TUSCALOOSA, Ala. -- It’s probably not a huge revelation that the Auburn loss last season gnawed unmercifully at Nick Saban.
Any loss in the Iron Bowl tends to have that effect, and when it’s at home against the No. 1-ranked team in the country, seeing it slip away is all the more nauseating.
But what ate and still eats at Saban is the way his Alabama team lost that game.
In many ways, it was a microcosm of the Crimson Tide’s entire season.
“You keep going back to the way we lost the game,” said Saban, who saw his team race out to a 24-0 lead, only to squander repeated chances to tack on more points in the first half.
“We left points out there by errors that we made. And then to not be able to control the game in the second half was just as disappointing. You put the 24-0 score up there and then put the final score up, 28-27, and you say, ‘Are we ever going to let this happen again in terms of our psychological disposition to compete for 60 minutes?'”
You don’t have to look hard to find reminders of that game, not to mention Alabama’s other two losses, in and around the Crimson Tide’s football complex.
There are signs hanging up in the weight room, the locker room and several other areas that read simply, "Never forget. 28-27."
“Everywhere we go, we see it … posters and signs,” senior linebacker Courtney Upshaw said. “It’s motivation that we have to finish. We didn’t finish the fourth quarter last year, and that’s something we’ve always done around here.”
The sting of losing that Auburn game was lessened somewhat for Saban by the way his team responded in the Capital One Bowl. Alabama bounced back and played its most complete game of the season in a 49-7 trouncing of Michigan State.
But for the players, it was only validation of what they already knew down deep in their gut.
“We really feel like we underachieved last year, and that’s a terrible feeling to have,” junior offensive guard Barrett Jones said. “Last year, we just expected it to happen and forgot how it did happen two years ago and all the work we put in and all the extra stuff we did to be national champions.
“I think we bought into the hype and started thinking Alabama was untouchable, and I definitely don’t think we’re coming into it this year with that kind of attitude. We learned that we are very talented.

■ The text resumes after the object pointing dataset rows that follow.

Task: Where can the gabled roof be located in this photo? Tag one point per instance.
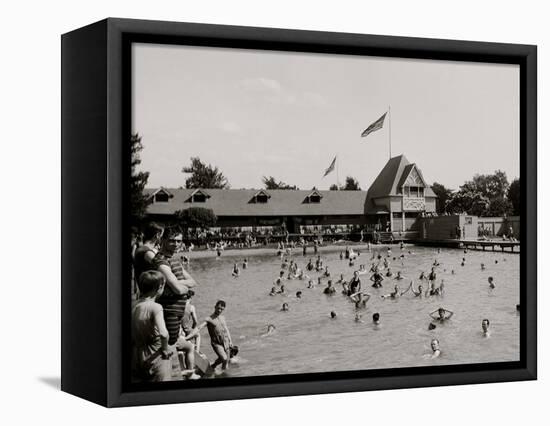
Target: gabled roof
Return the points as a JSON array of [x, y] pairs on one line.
[[195, 192], [393, 176], [387, 180], [236, 202], [152, 193]]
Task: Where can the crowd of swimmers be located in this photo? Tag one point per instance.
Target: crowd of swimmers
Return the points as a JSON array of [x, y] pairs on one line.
[[166, 326], [380, 275]]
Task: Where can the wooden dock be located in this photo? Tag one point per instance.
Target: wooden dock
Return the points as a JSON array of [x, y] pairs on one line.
[[482, 245]]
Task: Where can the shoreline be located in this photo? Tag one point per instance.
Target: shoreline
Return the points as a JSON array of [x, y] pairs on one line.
[[255, 251]]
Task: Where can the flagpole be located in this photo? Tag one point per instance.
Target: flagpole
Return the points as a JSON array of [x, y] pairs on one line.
[[337, 173], [389, 113]]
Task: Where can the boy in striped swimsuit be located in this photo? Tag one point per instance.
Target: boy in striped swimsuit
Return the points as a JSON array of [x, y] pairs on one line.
[[173, 298]]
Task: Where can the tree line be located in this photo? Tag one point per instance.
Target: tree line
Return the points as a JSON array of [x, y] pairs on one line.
[[484, 195]]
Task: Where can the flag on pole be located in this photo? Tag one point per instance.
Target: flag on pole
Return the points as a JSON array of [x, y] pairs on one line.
[[330, 168], [377, 125]]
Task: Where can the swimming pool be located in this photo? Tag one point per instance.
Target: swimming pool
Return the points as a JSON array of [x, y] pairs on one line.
[[307, 340]]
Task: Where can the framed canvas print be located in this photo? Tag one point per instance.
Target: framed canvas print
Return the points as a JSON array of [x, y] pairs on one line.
[[254, 212]]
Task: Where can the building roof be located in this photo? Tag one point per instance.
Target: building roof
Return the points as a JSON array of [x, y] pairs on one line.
[[241, 202], [390, 179]]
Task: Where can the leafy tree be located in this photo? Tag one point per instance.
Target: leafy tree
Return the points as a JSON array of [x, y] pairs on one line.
[[271, 183], [195, 217], [204, 176], [138, 181], [484, 195], [469, 202], [443, 195], [514, 196]]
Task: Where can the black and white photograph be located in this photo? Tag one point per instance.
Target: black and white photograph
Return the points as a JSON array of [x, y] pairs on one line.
[[299, 212]]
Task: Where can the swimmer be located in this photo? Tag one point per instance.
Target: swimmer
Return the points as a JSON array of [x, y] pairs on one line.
[[236, 271], [395, 293], [435, 348], [360, 300], [280, 278], [439, 290], [377, 279], [485, 328], [345, 289], [355, 283], [417, 293], [270, 329], [432, 277], [399, 276], [442, 314], [329, 290]]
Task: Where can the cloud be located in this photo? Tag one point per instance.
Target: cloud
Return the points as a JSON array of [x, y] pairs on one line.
[[274, 92], [230, 127], [262, 84]]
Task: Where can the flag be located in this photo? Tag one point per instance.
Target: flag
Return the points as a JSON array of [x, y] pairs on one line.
[[377, 125], [330, 168]]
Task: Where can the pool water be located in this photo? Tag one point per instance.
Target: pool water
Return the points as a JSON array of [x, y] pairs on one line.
[[307, 340]]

But if we don’t play our best game, we’re going to lose.”
Senior center William Vlachos said it was like a slap in the face, but a slap in the face a lot of people at the Capstone needed.
He said this offseason and the start of spring practice have mirrored much closer the approach the Crimson Tide took in 2008 and 2009 when they didn’t lose a regular-season game.
“We didn’t play the way we’re capable of playing last year,” Vlachos said. “Everybody realizes that. We certainly realize that. It just adds to the size of the chip on our shoulder. I think the chip is back on our shoulder. We had the talent last year to do a lot of things we didn’t do, and part of that is everybody telling you you’re the best.”
They always matter in this league, where the difference between playing for a championship and playing out the season can be razor thin.
“The most important thing that you do in the spring is establish fundamentals,” Saban said. “We lost games last year because of lack of fundamentals, and I’m talking about something as simple as how you carry the ball, which got punched out in the Auburn game. The ball wasn’t being carried right.
“That’s an issue. That’s a fundamental. We made too many mental errors last year.”
Losing talent the caliber of Dareus, Jones and Ingram always stings. Still, Alabama should be a veteran club next season with a lot of guys who’ve played a lot of football.
The 2011 roster includes right around 20 scholarship seniors. The Crimson Tide had fewer than 10 last season.
“When you have that, you have a lot more maturity on your team, and guys can handle adversity better and play with more consistency,” Saban said. “The knowledge and experience just helps you make the ‘A’ play. I like this team so far, and I like the way it’s gone about its business.”
The translation: It’s a team more in the mold of those foot-to-the-throat teams Saban has bred with regularity during his Hall of Fame career.
“Coming off the championship, we expected to win every game,” Upshaw said. “A lot of people had it in their mind that once you’re on top, you’re going to stay on top.
“It doesn’t work that way. You don’t ever let off the pedal, and that’s what we’re going to get back to.”